Capitalizing on Machine Learning and Artificial Intelligence
Making intelligent use of the vast amounts of data e-commerce transactions generate is becoming more and more crucial as a tool to fuel new business. Machine learning and artificial intelligence can help make sense of the massive trove of information collected. It allows for precisely tailored software, which can bring customer experience and conversion rates to the next level.
These new technologies will also allow businesses to target clients’ specific needs even better and offer highly individualized solutions, boosting sales in the process.
Put simply, this is a vital tool too useful to ignore.
Increased Focus On Omnichannel And Social Commerce
Social media continues to play an increasingly important role in influencing online purchasing decisions.
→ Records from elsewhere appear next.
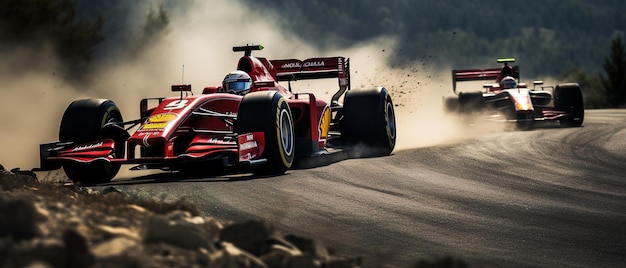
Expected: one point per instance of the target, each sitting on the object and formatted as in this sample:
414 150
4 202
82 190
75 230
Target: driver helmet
237 82
508 82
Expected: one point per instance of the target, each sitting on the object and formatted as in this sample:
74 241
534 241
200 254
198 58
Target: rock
116 246
177 231
77 250
235 257
19 219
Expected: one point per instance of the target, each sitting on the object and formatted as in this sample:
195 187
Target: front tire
369 119
84 121
268 112
569 98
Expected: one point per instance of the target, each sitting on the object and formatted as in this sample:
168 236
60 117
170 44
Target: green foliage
615 67
547 37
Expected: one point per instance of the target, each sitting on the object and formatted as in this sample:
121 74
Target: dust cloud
197 50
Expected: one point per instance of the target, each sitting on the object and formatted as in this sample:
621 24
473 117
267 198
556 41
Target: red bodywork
529 104
177 130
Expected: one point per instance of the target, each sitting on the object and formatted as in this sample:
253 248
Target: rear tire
268 112
569 98
369 119
83 121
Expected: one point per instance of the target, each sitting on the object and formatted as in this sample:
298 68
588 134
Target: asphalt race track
549 197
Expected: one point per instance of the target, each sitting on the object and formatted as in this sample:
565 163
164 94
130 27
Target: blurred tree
615 82
593 92
41 23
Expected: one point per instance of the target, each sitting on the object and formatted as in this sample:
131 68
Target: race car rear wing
480 74
315 68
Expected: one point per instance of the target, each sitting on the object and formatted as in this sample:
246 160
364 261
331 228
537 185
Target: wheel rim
390 118
286 132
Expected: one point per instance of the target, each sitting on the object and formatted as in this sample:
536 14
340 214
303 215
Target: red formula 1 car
509 100
266 128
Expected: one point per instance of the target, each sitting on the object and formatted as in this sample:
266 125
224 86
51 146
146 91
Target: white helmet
508 82
237 82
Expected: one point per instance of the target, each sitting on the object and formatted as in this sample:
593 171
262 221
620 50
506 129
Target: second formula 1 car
507 99
251 121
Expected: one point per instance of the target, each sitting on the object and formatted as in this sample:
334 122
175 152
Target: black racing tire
84 121
451 104
369 119
269 112
470 102
569 98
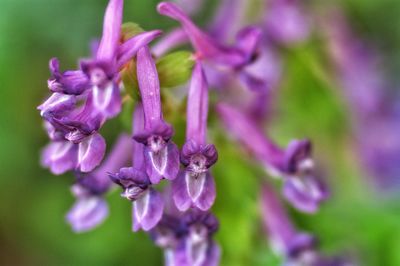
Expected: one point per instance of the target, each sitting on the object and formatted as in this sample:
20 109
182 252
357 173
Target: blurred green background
358 220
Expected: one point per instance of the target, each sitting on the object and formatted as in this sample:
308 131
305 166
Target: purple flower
209 49
148 204
62 155
90 208
194 185
162 155
169 41
84 99
187 240
285 21
301 188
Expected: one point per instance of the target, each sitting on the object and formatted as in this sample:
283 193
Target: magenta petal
107 100
59 156
180 192
164 163
253 83
213 255
87 213
111 31
197 106
169 41
207 194
128 49
147 210
73 82
91 152
305 193
204 45
248 39
149 86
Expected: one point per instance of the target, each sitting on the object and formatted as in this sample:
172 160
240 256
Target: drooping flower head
90 208
301 187
84 99
187 239
195 187
147 202
162 155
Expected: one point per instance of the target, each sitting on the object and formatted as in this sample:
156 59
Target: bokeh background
360 220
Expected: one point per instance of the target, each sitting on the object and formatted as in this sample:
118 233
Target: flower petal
204 45
147 210
111 31
57 104
149 86
91 152
128 49
169 41
305 193
107 100
87 213
164 163
207 193
180 192
73 82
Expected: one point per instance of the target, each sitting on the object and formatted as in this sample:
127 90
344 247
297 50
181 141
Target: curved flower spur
301 188
147 202
177 218
90 208
195 187
96 86
162 155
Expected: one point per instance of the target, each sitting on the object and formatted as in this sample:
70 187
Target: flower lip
198 158
133 181
161 132
98 72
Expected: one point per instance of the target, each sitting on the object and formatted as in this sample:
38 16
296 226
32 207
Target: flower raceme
147 202
172 191
84 99
195 186
295 165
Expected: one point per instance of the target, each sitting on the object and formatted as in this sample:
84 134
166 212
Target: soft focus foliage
359 220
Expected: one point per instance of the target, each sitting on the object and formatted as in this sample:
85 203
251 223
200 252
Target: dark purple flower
194 186
98 77
286 22
187 240
375 120
162 155
301 188
209 49
148 204
90 208
62 155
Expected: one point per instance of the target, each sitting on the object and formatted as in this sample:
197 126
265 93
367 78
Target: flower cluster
172 190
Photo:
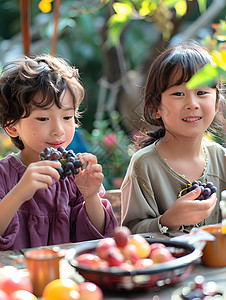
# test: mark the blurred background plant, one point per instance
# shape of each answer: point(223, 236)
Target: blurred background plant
point(113, 148)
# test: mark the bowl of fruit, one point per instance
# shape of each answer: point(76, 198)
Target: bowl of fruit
point(131, 262)
point(199, 288)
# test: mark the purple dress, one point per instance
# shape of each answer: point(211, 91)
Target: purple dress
point(53, 216)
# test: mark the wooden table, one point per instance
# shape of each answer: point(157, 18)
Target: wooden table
point(164, 293)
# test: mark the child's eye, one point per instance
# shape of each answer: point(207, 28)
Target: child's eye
point(201, 93)
point(178, 94)
point(42, 119)
point(68, 117)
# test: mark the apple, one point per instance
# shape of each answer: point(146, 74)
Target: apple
point(157, 245)
point(130, 253)
point(3, 295)
point(143, 247)
point(89, 259)
point(103, 246)
point(22, 295)
point(143, 263)
point(12, 279)
point(121, 235)
point(161, 255)
point(90, 291)
point(115, 257)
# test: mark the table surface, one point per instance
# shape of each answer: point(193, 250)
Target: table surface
point(164, 293)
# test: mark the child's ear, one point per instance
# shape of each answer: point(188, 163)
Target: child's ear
point(11, 130)
point(157, 115)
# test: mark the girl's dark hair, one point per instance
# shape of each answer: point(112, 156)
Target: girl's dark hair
point(21, 80)
point(185, 59)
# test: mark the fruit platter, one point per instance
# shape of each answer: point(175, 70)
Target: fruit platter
point(199, 288)
point(128, 262)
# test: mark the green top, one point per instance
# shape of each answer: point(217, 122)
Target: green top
point(151, 187)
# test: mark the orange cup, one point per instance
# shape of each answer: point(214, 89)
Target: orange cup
point(214, 252)
point(43, 266)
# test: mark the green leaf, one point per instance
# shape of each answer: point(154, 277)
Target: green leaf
point(202, 5)
point(204, 77)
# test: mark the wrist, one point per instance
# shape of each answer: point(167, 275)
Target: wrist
point(163, 229)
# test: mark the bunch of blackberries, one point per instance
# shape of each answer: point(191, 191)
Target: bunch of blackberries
point(207, 189)
point(70, 163)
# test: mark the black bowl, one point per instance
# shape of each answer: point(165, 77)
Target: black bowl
point(161, 274)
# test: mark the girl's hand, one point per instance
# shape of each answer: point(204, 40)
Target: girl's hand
point(186, 210)
point(37, 176)
point(89, 180)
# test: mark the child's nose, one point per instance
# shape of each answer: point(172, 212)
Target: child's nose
point(57, 129)
point(192, 102)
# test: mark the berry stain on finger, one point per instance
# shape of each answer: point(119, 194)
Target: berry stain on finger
point(70, 164)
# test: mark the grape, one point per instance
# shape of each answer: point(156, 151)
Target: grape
point(207, 189)
point(70, 164)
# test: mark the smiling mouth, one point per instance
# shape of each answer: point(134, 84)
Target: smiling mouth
point(56, 144)
point(191, 119)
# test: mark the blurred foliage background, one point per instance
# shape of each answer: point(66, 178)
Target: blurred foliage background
point(113, 44)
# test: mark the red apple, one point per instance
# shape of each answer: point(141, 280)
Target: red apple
point(103, 247)
point(115, 257)
point(90, 260)
point(3, 295)
point(157, 245)
point(143, 263)
point(12, 279)
point(130, 253)
point(161, 255)
point(90, 291)
point(121, 235)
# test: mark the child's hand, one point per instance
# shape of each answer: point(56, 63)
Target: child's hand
point(89, 180)
point(37, 176)
point(186, 210)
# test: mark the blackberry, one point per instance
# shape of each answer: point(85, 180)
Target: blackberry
point(70, 164)
point(207, 189)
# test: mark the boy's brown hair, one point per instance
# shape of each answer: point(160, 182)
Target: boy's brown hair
point(21, 80)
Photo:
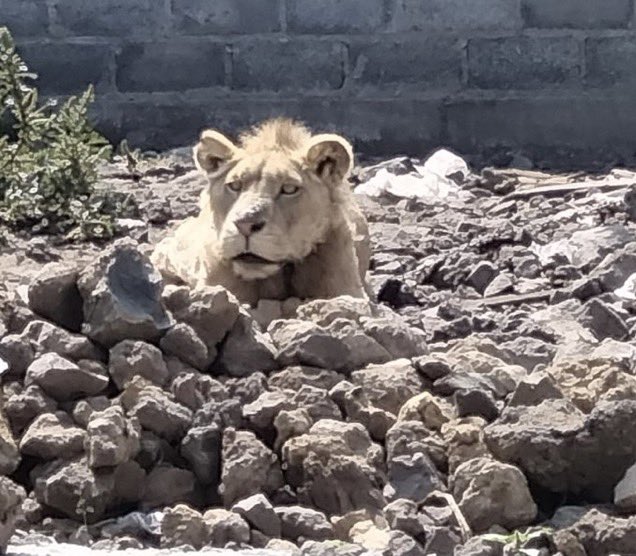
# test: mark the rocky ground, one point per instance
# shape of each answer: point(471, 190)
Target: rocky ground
point(488, 389)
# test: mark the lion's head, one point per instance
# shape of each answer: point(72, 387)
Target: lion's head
point(274, 195)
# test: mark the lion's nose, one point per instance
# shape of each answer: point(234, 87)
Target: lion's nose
point(249, 225)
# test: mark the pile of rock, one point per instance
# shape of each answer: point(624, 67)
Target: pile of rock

According to eMarketer, referrals from social media to e-commerce companies grew 110% over the last two years, more than any other referral channel.
While initial barriers like security have affected the growth of the social commerce channel, Business Insider reports that improving commerce capabilities of social platforms, coupled with their overall reach and influence, make this channel attractive for e-commerce companies despite the modest amount of inbound traffic it currently contributes to e-retailers.
At the end of 2019, Facebook still drove the majority of referrals to e-commerce sites compared to other social platforms. However, Instagram and Pinterest are within range and according to eMarketer, have the most “contextually relevant platforms” for social commerce. Look for these platforms to move to snatch up market share in 2020, as well as China’s Tik Tok, which allowed some users to add links to e-commerce sites late last year.
E-retailers who make investments in social commerce today will benefit when the industry matures tomorrow.
With the future in their sights, traditional retailers trying to move sales online to avoid the impending “retail apocalypse,” as well as e-commerce veterans who are looking to stay ahead of the pack, will keep these above trends in mind when making important decisions in 2020.